Questa, in tre parole tre che certo non rendono giustizia al Management, è la storia del rilancio Fiat, giocato da una parte nei salotti e nelle stanze dei bottoni dell'alta finanza e dall'altra in fabbrica, grazie ad un forte e talvolta traumatico ricambio generazionale, al rinnovamento del modus pensandi e di quello operandi.

Una riorganizzazione profonda per arrivare ad un vero lavoro di Gruppo basato sulla condivisione degli obbiettivi è stata la sfida più importante che, a livello gestionale interno, ha dovuto affrontare e vincere Marchionne, un uomo che pensa ed agisce differente, che preferisce lo Steve Jobs di Apple al Bill Gates di Windows (LA STAMPA 4/7/07).

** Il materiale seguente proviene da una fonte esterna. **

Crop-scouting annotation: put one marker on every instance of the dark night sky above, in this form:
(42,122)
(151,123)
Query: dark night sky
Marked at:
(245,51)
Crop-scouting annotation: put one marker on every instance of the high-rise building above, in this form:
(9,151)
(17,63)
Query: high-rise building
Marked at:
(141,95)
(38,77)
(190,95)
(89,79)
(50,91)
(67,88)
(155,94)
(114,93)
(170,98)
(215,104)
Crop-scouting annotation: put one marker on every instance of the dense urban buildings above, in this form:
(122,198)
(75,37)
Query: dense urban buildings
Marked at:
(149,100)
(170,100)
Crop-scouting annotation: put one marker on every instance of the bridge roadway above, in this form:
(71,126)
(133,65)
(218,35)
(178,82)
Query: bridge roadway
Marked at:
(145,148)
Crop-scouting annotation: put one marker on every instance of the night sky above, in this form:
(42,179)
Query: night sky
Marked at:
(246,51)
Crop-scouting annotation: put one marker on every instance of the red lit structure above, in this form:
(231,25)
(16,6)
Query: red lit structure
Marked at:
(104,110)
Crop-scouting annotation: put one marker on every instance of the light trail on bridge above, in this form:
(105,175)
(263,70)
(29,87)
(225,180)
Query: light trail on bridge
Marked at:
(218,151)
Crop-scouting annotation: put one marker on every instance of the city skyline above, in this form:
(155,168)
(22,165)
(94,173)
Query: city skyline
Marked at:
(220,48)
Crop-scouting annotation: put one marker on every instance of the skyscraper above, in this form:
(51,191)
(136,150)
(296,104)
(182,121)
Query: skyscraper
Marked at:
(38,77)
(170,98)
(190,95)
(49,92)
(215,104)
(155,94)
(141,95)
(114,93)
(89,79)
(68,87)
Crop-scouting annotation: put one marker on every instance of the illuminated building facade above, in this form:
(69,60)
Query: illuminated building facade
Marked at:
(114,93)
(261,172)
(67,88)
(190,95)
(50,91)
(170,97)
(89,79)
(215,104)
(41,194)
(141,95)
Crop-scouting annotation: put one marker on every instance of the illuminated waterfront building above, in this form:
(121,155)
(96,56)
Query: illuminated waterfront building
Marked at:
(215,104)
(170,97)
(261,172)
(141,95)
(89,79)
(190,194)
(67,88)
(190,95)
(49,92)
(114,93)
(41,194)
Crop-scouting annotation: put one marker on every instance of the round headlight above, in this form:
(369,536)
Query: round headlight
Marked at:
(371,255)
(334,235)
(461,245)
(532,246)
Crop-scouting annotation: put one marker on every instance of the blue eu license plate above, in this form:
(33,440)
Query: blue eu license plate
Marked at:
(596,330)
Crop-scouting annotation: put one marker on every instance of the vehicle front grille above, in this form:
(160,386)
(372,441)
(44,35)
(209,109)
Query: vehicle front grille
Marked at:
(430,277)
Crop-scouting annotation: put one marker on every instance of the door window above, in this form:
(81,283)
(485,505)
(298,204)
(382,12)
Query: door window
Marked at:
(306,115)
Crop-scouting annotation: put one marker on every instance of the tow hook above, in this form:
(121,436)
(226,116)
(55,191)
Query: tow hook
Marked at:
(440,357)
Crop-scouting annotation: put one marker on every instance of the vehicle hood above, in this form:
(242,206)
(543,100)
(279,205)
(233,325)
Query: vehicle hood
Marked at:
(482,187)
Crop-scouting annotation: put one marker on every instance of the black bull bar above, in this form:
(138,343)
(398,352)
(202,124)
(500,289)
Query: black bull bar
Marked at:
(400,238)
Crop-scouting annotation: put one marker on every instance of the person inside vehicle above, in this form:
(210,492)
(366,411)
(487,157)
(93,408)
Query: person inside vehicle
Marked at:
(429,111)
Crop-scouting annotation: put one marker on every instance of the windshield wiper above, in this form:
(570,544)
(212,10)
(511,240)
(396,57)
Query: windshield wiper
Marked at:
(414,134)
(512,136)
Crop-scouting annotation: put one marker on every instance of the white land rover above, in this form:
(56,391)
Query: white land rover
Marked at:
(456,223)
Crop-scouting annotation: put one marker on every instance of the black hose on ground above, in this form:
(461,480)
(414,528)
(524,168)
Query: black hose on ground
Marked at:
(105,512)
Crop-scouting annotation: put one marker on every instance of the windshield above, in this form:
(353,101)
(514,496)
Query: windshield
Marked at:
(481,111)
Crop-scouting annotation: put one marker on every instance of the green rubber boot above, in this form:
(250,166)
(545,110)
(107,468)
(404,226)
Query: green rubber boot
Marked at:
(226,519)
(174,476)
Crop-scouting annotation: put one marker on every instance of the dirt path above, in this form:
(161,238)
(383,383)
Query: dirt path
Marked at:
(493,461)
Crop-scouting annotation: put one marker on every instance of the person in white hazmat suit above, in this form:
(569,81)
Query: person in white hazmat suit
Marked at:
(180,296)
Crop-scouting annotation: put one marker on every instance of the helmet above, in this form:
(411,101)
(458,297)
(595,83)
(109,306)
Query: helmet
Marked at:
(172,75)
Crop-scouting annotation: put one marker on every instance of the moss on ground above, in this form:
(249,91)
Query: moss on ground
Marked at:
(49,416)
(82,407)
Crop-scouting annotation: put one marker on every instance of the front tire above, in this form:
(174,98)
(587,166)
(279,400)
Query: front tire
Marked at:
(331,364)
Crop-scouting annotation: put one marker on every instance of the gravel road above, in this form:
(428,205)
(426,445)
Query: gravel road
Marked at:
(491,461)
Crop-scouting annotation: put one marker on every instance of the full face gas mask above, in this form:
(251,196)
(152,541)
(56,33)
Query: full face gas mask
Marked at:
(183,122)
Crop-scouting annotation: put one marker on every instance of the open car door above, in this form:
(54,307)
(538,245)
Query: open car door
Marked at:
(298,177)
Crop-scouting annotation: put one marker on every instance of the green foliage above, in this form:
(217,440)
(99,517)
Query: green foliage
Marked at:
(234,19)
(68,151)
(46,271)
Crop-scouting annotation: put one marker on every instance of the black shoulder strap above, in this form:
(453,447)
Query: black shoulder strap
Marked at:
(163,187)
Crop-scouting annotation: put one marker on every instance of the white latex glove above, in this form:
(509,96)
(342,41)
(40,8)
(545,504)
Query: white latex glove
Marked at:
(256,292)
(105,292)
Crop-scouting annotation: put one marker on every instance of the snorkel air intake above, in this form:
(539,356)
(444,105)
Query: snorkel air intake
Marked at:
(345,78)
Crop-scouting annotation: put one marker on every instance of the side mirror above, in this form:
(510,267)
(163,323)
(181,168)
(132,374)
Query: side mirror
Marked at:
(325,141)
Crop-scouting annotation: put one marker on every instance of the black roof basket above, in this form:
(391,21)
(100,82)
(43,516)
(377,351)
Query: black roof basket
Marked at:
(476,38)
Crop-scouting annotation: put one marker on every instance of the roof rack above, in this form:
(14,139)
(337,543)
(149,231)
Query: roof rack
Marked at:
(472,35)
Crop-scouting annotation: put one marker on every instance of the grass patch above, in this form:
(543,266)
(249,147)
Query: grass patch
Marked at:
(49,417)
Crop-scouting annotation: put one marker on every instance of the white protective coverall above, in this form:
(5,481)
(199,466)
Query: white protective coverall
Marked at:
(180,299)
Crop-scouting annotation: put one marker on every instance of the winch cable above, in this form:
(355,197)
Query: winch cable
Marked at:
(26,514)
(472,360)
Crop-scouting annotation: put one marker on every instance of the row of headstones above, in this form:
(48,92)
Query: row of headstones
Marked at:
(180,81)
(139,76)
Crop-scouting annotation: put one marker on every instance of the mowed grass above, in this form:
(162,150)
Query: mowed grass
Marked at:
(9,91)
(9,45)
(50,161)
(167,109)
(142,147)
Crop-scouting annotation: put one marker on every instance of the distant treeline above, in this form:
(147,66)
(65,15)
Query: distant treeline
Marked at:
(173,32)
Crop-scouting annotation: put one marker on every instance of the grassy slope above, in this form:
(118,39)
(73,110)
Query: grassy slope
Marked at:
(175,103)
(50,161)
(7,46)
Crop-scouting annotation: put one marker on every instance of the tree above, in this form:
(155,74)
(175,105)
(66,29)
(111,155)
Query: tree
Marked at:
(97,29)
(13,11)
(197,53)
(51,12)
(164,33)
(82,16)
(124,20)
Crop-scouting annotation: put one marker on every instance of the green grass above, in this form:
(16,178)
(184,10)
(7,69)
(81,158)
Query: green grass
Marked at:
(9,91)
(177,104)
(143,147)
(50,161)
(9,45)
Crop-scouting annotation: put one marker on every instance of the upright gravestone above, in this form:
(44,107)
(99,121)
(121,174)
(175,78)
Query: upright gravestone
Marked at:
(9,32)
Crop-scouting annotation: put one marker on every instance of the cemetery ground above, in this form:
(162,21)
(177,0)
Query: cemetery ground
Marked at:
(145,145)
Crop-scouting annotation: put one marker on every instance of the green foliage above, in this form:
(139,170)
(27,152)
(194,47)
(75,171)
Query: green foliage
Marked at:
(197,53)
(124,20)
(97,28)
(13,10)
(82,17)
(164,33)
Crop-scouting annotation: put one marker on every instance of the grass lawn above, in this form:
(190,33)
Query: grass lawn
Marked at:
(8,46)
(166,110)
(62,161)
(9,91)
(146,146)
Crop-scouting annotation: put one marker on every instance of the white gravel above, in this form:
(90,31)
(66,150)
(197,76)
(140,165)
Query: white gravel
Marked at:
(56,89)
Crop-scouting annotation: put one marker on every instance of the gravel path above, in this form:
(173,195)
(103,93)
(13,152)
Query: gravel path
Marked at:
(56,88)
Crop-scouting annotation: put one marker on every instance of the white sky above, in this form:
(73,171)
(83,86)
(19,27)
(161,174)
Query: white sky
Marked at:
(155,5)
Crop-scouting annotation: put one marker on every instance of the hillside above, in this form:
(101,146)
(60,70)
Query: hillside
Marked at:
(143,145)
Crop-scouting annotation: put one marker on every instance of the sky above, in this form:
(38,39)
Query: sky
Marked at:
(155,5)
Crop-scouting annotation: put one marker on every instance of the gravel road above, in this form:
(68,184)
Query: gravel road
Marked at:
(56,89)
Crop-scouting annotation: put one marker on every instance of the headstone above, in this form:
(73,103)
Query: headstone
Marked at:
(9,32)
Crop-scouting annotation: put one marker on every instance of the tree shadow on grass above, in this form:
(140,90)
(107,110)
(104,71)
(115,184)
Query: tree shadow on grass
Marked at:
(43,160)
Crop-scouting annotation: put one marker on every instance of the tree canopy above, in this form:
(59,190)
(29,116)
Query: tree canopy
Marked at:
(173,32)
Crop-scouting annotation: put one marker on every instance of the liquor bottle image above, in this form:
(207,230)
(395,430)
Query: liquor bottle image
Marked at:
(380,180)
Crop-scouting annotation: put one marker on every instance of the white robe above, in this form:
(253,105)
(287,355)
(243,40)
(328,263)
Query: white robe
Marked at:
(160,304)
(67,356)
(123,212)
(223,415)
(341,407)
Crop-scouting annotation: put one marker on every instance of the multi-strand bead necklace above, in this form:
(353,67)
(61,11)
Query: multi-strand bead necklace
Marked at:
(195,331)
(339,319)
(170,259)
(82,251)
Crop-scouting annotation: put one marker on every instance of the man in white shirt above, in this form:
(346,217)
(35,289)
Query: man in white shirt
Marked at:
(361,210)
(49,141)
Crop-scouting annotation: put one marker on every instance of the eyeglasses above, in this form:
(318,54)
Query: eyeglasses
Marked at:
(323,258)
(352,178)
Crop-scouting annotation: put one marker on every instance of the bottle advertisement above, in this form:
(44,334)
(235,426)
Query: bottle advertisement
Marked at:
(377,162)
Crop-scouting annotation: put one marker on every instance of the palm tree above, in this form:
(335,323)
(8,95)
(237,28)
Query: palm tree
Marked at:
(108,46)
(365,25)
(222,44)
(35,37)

Questo mutato clima aziendale ha portato al rinnovamento - a livello di Gruppo - della gamma ed al varo di programmi per il futuro evidentemente graditi al mercato. In tale contesto si inquadra, dopo il lancio della Croma ed i successi della Grande Punto e della nuova Bravo, l'arrivo della nuova 500 - l'iPod aziendale, come la definisce Marchionne - attorno al cui lancio si è creato un clima di attesa caratterizzato da sapienti indiscrezioni, anticipazioni grafiche e fotografiche, forum e così via.

Questa vettura assume per Fiat un significato del tutto particolare, sia per il testimone ereditato dalla sua omonima antenata, che tanta importanza ha avuto nel motorizzare l'Italia alla fine degli anni anni '50, e sia perchè la sua presentazione coincide con quello che, in questo particolare momento della vita aziendale, sembra essere l'inizio dell'effettivo rilancio del Marchio.